Fein took a similar graphic approach with a series of wood silhouettes of presidents. In Black Lincoln for Dooky Chase (2010), which was acquired by the Brooklyn Museum, Lincoln’s head is filled with prices, advertising icons and text from the menu of Dooky Chase, a New Orleans creole and soul food restaurant. It alludes to the suggested connection between Lincoln’s opposition to slavery and a trip he made as a teenager to New Orleans, then the center of the slave trade. Fein has also made silhouette sculptures of Nixon and Reagan.
In 2012, Fein had a solo show at C24 Gallery, in New York, called “Beckett at War,” for which he created numerous pieces inspired by Samuel Beckett’s time in the French Resistance. One is a painting of a telegram from the playwright’s friend Mania Péron warning him that the Gestapo were on the way (he fled to Southern France). “We all need to be tipped off the way that Mania Péron tipped off Beckett,” Fein muses. “We need people to lay some truth on us.”
Fein’s 2019 exhibition — the one that people now find prescient — was titled “Two Thousand Words for Students, Artists, Workers, Owners and Everybody,” an allusion to the Czech writer Ludvík Vaculík’s critique of life under Communism, “Two Thousand Words to Workers, Farmers, Officials, Scientists, Artists and Everyone.”

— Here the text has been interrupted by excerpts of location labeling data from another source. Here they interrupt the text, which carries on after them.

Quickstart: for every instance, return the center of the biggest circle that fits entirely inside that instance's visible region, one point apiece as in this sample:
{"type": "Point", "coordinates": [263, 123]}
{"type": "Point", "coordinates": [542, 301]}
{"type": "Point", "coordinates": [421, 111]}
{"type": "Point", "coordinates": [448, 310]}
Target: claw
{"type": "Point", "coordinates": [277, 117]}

Among the pieces displayed were a lighted church-style sign, Daughters of Barbarity: Where the Beatings Will Continue Until the Unusual Occurs and Miracles Happen, and a mirror emblazoned with the words “I Have a Reason for Everything I Do.”
With its themes of brutality and authoritarianism, the show seems to have anticipated the country’s current state of pandemic-induced anxiety and unrest related to racial injustice.
Fein insists that his mission is to find beauty in a desolate world. During the pandemic, he hasn’t been making art; instead, he’s been helping to build acrylic barriers for local restaurants so they can safely serve customers.
“I hope my work reminds people that we’re not the first to live through hardship,” he says. “We can take courage from folks like Samuel Beckett. In the worst conditions, the memory of people like him steadies my resolve.”